Once famed for their aggressive imagery, live shows complete with aggressive duels between band members, and an aggressive approach towards speaking about personal issues, Slipknot attempt to dial things mid-way between their familiar aggro and experimentation. How much of either of the two is the favored amount may have been something lost in the e-mail communication between the band’s nine members.
It is not an insultingly poor record. But, for a group that has rarely, if ever ,made a truly bad album, a lot of their creative efforts on this one look to have been distributed elsewhere. Slipknot news have been full of stories about the band members’ new mask designs, about their grudges against fired ex-members and about their desire to make music that reminds fans of the band’s past. Again, these are events not unlike those included in the lengthy history of fellow masked rockers, KISS.
Best things about We are not your kind
The sound of the album is recognizably Slipknot. Too much so at times with the band seemingly quoting itself in various songs. Of all these, the single Unsainted is the record’s best offering, mixing their classic sound with pedal effects, loud/soft dynamics and even a choir inserted in the song’s intro.
Slipknot experiments with a newer production, not something bad on its own. In fact the band built a reputation on integrating modern styles and sounds ever since their debut created a compound of metal, detuned guitars and rapping.
Worst things about We are not your kind
The intensity on which the band built its reputation is not here in spite of Corey Taylor returning to his trademark growled and screamed vocals. If anything they mask the lack of direction. The songs don’t sound so much pissed off, like you’d expect them to, as angry about various reasons that the lyrics fail to shed much light on.
Often the words and the song structures fall into cliche. While, that is not always a bad thing either, one can’t help but feel that the energy spent on suing former bandmates and designing the Slipknot’s masks and wardrobe, may have robbed the band of some of its creative spark.
Verdict
Do Slipknot still listen to heavy metal music other than themselves? Like most veteran metal bands, the answers is probably “no” and it is showing.

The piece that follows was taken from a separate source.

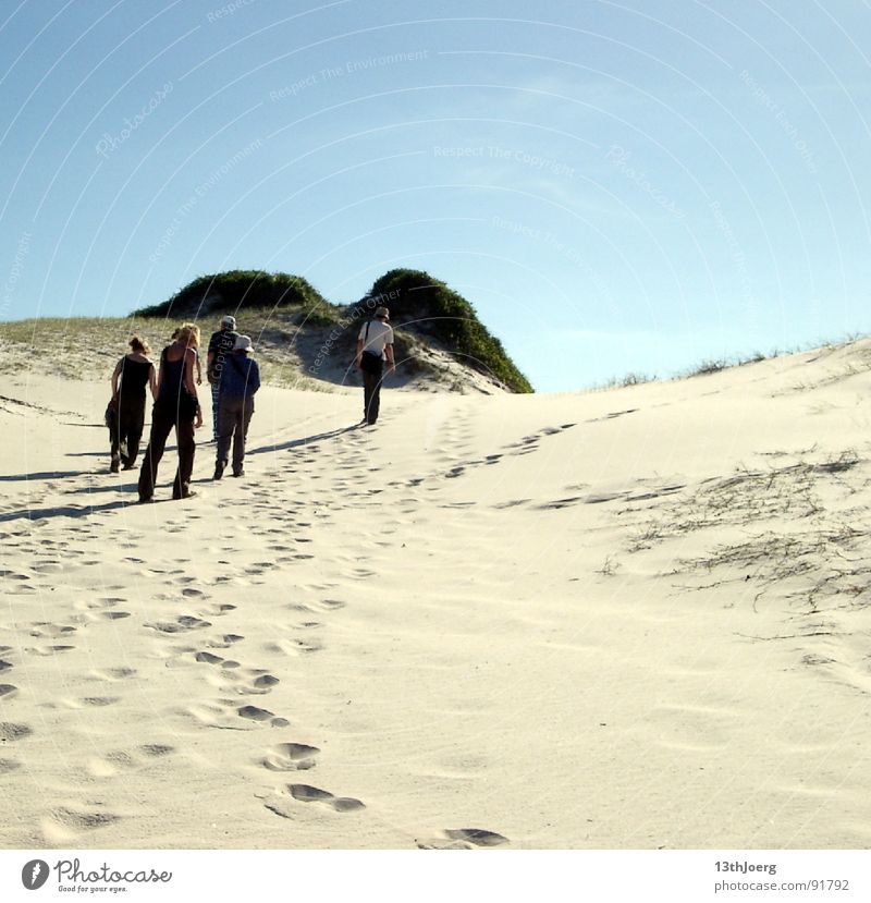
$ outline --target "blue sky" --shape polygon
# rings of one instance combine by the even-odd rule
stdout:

The band’s musicianship cannot be denied and neither can Corey Taylor’s talent as a vocalist. But, as far as new music goes, We are not your kind sounds like the group’s approximation of what the market demanded of them.
At the end of the day, let’s face facts. If you are not already a Knot fan will, and you are looking to listen to a single alternative metal album, you will unlikely be looking to pick this one up. Of course not, you would much rather wait for the new Tool record.